Mentre la primavera appena iniziata si concede una piccola tregua con qualche giornata di spiccata variabilità, il mio improvvisato orto sul balcone comincia a regalare i primi frutti dell'anno.
Cicoria triestina da taglio, prezzemolo e rucola danno bella mostra di sè nei vasi, praticamente già pronti per la raccolta.
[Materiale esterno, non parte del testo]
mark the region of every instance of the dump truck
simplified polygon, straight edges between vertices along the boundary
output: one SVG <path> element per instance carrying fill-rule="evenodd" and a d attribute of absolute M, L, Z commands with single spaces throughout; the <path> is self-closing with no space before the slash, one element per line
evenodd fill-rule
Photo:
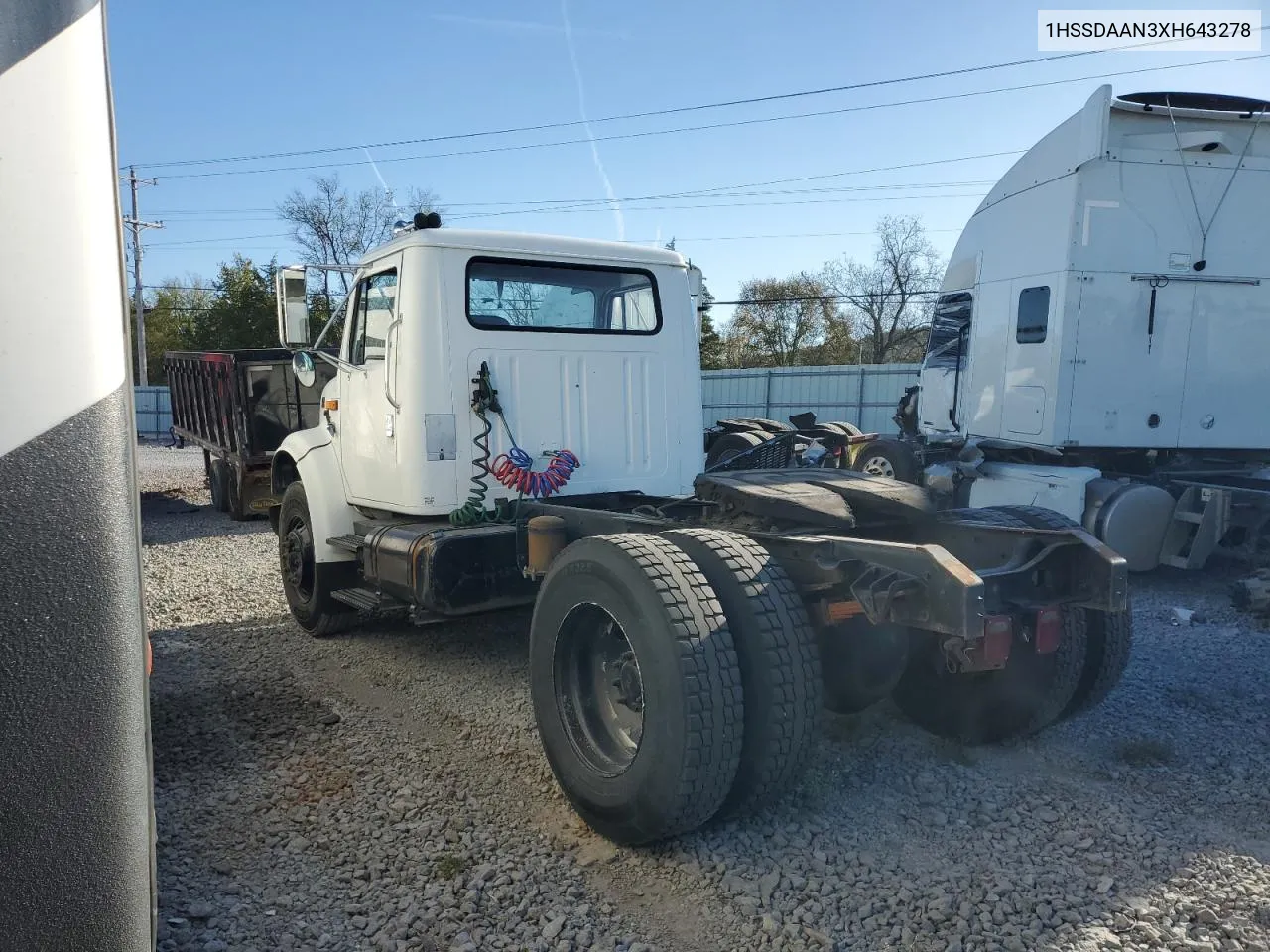
<path fill-rule="evenodd" d="M 824 707 L 893 697 L 993 743 L 1124 670 L 1125 562 L 1078 526 L 837 468 L 702 473 L 701 274 L 676 251 L 419 215 L 358 264 L 338 355 L 309 343 L 316 284 L 277 275 L 297 378 L 337 368 L 272 459 L 295 622 L 532 607 L 544 750 L 616 843 L 772 802 Z"/>
<path fill-rule="evenodd" d="M 0 946 L 154 952 L 149 641 L 98 0 L 0 15 Z M 44 315 L 44 319 L 37 317 Z"/>
<path fill-rule="evenodd" d="M 1044 506 L 1132 571 L 1255 557 L 1270 526 L 1256 399 L 1267 112 L 1097 89 L 966 223 L 899 433 L 857 442 L 852 468 L 918 482 L 941 505 Z M 756 446 L 775 437 L 740 429 Z"/>
<path fill-rule="evenodd" d="M 321 387 L 335 371 L 296 380 L 291 352 L 171 350 L 164 354 L 171 396 L 171 434 L 202 447 L 212 506 L 243 520 L 281 500 L 269 493 L 271 461 L 291 433 L 318 424 Z"/>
Quanto agli ortaggi, ho quasi ultimato i trapianti dei fusticelli spuntati dalle semine di marzo. Peperoncini
cayenna, pomodori a
grappolo e
ciliegini hanno trovato posto in ciotole larghe o vasi profondi. Per le enormi zucche e gli
zucchini striati pugliesi ho optato per il trasferimento in orto, sfruttando il poco spazio rimasto libero nel fazzoletto di terra condominiale ai piedi dell'appartamento nel quale mi sono da poco trasferito. Sono perfino riuscito a ricavare una piantina di un certo
carosello scopatizzo barese, una strana varietà di cetriolo molto diffuso dalle mie parti. Credo che toccherà presto anche a lui trasferirsi in piena terra in compagnia delle altre
cucurbitacee.
Discorso a parte per le aromatiche. La piantina di
nepitella acquistata nel mercato rionale del centro è andata distrutta dai ristagni d'acqua sul fondo del vaso, rimasto all'aperto durante un violento aquazzone. Sopravvive, senza infamia e senza lode, priva però di qualsiasi particolare slancio vitale la
menta bianca, che giace con aria perplessa in un grosso vaso, in attesa di

non so cosa. Uno dei due steli di
piperita che avevo ottenuto per
talea da una pianta singola ha attecchito e cresce rigoglioso contorcendosi come un serpente alla ricerca di luce, mentre l'altro sembra addormentato in un perpetuo letargo. Il rosmarino che tenevo al riparo in camera stava per fare la stessa fine della nepitella e ho pensato bene di trasferirlo in orto a prendere aria e luce con un provvidenziale intervento di urgenza. Qualche piccola pianta di basilico sembra aver attecchito dopo il disastro dei trapianti da semenzaio a vaso. Tutto questo mentre l'origano

cresce rigoglioso e reclama la sua abbondante dose d'acqua giornaliera e il timo e la lavanda vengono lentamente su. Di questo passo, immagino che riuscirò a ricavarci delle bellissime piante la prossima primavera.